The workstation in the image is not for local inference, it is for training, that is a different ballgame
Venthe@reddit
Regardless, it is not. At the current point, SaaS inference is miles cheaper.
That being said, the "cost" is not the only factor - dependency on the third party and data security to mention few others.
Big_Combination9890@reddit
Even if we accept this at face value, whether it remains cheaper is a different question.
So if I am building processes, and potentially products on this tech (which I am btw.), I'll at least make whatever I am building flexible enough to use something other than cloud provided LLMs with no changes required.

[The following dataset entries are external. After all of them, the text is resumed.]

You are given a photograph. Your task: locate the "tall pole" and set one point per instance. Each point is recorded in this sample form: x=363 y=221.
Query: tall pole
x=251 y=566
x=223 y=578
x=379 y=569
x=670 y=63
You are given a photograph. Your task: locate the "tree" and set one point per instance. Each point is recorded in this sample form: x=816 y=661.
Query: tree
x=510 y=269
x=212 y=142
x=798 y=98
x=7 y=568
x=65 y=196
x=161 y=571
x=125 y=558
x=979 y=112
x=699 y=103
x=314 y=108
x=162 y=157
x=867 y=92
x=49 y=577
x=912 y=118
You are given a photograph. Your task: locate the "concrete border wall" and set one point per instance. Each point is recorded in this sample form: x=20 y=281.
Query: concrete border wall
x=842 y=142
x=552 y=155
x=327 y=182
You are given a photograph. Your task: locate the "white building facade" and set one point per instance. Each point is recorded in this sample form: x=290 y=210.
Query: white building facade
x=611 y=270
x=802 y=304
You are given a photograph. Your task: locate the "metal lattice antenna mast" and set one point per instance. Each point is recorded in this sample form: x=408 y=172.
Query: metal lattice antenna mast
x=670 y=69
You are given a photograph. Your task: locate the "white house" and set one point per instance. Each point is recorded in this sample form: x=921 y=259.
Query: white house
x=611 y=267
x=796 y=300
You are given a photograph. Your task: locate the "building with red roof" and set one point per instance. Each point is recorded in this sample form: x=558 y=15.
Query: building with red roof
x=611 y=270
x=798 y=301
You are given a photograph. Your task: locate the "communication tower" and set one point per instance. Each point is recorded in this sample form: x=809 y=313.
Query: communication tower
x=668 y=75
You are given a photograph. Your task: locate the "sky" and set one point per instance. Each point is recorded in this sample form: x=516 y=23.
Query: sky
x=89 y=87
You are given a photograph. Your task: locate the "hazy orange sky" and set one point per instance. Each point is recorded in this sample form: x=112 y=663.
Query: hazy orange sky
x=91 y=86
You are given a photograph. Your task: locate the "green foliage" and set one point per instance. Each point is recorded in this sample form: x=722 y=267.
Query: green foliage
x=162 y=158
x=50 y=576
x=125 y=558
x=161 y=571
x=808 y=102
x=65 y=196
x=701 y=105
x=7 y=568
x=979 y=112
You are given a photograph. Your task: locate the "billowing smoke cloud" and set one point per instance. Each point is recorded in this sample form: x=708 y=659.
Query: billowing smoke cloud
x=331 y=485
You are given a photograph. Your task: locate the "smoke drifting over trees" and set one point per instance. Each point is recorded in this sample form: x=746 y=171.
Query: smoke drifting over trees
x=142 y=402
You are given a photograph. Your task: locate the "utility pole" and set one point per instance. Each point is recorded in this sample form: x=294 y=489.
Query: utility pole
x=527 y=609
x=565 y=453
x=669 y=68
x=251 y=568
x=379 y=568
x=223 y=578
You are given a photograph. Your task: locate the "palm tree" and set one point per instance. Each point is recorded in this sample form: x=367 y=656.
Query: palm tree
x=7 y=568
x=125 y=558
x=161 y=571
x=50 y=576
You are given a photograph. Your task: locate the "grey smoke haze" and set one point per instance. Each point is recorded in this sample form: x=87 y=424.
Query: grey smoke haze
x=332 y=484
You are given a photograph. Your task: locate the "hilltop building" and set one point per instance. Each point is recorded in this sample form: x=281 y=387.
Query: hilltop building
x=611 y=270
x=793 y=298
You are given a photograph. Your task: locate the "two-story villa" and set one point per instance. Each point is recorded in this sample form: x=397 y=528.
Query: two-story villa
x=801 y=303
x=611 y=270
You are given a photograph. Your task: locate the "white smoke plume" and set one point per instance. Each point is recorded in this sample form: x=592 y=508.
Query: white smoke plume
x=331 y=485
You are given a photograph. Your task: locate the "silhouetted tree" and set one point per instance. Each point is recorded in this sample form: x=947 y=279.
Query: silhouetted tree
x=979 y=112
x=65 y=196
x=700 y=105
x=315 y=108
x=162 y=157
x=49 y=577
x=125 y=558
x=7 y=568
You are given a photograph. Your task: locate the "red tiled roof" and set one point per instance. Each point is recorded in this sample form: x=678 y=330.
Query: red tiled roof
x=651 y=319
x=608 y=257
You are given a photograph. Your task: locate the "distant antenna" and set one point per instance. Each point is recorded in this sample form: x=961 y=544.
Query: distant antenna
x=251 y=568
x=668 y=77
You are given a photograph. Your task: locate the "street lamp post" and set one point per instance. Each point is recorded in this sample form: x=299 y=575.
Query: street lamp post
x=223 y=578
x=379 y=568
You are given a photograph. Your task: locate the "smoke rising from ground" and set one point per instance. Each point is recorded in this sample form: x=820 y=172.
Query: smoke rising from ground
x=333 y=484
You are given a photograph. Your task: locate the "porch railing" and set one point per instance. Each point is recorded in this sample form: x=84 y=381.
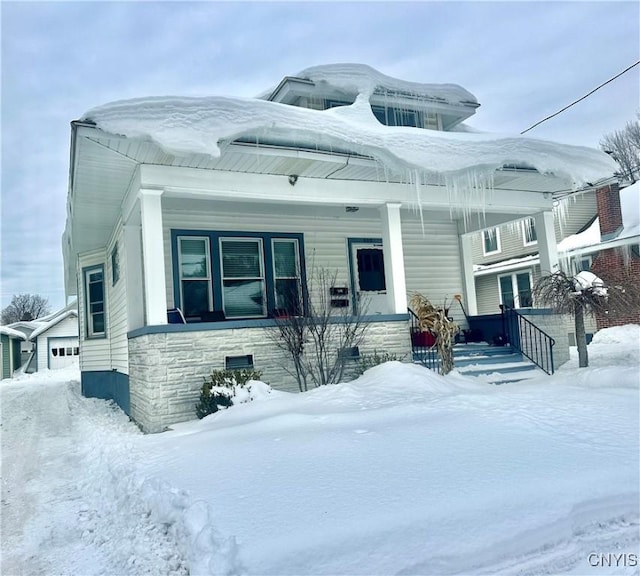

And btw. "cheap" is not the only consideration. Data safety and the legal compliance issues that come with it are easily as important. The same is true for customer trust.
hi_im_bored13@reddit
This calculation also greatly depends on how much you value that computer as a standard workstation outside of doing inference
Like the framework 128gb Max 395+ motherboard is $1.7k, that is enough for 12 months of Claude max 5x & $500 worth of misc. api usage & subscriptions.
But I still need a PC for work, and its $300 for an x870 mobo + $500 for a 9950x + $150 for 64gb of ddr5 + $300 for a 5060 + $50 for cooling
So comes out to be a $400 difference, and that doesn't buy you quite as many credits
grauenwolf@reddit
So you want to outsource your LLM to an AI company that is burning through cash at an alarming rate and has to dramatically increase prices if they don't want to crash out?
Cool. Let's say that works out for you. What happens in 5 years when your business can't run without that AI company's systems. And by some miracle of creating accounting, they still exist.
Well it's time to start earning a profit. Expect your AI price increases to make VMWare feel like a gentle kiss. And you'll pay it. You already fired everyone who knows how to do the work. And they own your training data so you can't just start over with a new company.